Johnston’s Web Sales Returning, Blames Election For Stagnant Ads

News publisher Johnston Press’ online commercials are now getting on back to where they were a year ago.

January-to-May digital revenue, from its network of 319 websites, was up 12.3 percent compared with last year, CEO John Fry’s Johnston says in a Wednesday-morning interim management statement.

Through 2009, Johnston’s digital income had slumped 11.1 percent to £17.1 million for the full year. So it’s just getting back to last year’s mark.

In December, it began trialling reader payments on a small number of websites. The trial has ended with reports of miniscule take-up. CFO Stuart Patterson (via

“We are trying to understand newspaper buying patterns and how [pay walls] impact levels of advertising online. The trial wasn’t aiming to create a new revenue stream. We are active watchers and observers of the pay wall environment. This year is one of learning and experimentation in the digital space. We don’t see any reason why [pay strategies] will not evolve into the digital and mobile space. In terms of regional titles the uniqueness of our content is somewhat greater than national titles. The BBC has some regional impact but it does not go down to the local level that we do.”

Print, however, still seems in a right mess – no sign of a recovery there. Even including web ads, company-wide advertising income is down 7.1 percent from last year. Interesting justification…
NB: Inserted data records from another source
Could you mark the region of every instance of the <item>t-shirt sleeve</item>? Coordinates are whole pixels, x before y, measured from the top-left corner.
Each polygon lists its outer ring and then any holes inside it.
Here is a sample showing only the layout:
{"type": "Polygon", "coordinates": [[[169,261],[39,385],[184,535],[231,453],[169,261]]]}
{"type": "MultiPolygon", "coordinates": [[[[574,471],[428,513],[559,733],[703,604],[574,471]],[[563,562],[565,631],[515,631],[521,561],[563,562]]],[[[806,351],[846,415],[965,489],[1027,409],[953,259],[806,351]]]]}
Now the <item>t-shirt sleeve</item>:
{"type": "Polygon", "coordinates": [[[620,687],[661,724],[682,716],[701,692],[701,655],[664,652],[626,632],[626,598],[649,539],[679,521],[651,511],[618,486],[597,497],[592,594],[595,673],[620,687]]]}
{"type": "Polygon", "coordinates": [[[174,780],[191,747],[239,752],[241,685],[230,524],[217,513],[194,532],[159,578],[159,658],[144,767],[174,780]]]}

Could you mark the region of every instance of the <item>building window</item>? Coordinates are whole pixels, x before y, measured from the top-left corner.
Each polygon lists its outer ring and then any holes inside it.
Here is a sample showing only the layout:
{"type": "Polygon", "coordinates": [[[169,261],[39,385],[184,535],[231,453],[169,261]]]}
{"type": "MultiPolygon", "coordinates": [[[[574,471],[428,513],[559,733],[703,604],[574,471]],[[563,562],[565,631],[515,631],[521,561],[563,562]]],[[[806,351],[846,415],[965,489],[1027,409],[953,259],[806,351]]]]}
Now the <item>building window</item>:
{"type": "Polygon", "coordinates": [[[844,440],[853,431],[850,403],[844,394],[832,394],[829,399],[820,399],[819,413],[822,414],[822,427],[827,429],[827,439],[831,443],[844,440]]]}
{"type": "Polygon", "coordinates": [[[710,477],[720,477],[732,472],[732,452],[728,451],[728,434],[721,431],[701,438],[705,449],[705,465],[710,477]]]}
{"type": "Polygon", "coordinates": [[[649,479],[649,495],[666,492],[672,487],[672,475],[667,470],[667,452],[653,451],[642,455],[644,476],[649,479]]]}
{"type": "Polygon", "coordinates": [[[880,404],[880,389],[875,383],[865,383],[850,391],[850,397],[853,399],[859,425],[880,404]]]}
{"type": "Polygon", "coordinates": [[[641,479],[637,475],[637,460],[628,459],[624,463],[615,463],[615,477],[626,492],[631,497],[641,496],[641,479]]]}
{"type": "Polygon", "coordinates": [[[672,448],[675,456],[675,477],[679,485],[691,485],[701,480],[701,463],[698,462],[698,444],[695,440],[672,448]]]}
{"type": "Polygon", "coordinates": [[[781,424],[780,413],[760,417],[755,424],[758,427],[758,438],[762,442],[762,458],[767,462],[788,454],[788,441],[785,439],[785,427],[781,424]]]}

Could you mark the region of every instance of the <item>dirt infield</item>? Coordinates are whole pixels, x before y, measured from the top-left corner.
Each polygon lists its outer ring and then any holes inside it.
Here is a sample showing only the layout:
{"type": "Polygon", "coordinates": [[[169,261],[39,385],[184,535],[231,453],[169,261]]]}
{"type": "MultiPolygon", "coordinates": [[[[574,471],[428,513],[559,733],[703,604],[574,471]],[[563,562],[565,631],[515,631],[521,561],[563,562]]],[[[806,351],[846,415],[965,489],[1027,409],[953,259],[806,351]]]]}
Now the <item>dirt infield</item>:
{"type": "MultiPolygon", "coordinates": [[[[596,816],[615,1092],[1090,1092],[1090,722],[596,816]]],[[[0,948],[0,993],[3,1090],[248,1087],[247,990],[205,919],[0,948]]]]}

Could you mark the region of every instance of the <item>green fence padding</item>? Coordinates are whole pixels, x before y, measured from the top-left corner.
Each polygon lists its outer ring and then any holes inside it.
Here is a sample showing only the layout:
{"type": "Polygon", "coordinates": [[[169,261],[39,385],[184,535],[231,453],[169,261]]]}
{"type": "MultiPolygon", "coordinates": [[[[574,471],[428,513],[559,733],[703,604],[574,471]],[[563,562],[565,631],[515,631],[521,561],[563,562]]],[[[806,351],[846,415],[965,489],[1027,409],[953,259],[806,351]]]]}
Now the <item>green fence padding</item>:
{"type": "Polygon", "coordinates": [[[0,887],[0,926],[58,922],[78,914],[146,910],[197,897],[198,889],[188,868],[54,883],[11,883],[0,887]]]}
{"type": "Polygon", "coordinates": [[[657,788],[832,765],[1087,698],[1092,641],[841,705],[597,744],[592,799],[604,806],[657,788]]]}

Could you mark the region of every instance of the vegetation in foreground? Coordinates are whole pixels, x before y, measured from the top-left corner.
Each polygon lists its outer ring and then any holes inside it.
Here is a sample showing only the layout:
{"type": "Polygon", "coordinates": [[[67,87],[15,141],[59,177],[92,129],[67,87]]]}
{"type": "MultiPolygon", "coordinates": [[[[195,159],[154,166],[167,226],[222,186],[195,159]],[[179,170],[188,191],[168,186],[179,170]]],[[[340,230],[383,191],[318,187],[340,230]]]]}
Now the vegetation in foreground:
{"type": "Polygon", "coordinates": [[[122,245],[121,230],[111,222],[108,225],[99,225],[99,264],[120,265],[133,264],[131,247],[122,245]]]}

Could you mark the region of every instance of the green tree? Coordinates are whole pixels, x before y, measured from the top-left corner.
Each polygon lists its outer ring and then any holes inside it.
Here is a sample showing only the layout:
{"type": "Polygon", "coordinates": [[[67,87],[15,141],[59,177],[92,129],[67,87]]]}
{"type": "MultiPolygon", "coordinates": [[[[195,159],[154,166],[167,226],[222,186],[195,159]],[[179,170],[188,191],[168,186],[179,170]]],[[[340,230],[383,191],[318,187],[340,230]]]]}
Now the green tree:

“Advertising over the first Quarter was fairly stable. However, performance in April was a little more subdued, primarily due to the General Election. We would expect the Election’s impact to continue through the second Quarter and therefore not see any significant improvements in the current trend until Q3 2010.”

You might have thought voters flocking to read news about their prospective MPs would have given advertisers many more eyeballs to pitch to.

But, while others contemplate a return to last year’s business performance, Johnston still has plenty of reason to be cautious. It’s adding another £5 million to the £10 million annual cost cuts it had forecast to make, to sneak in to a full-year showing that meets the market’s expectation.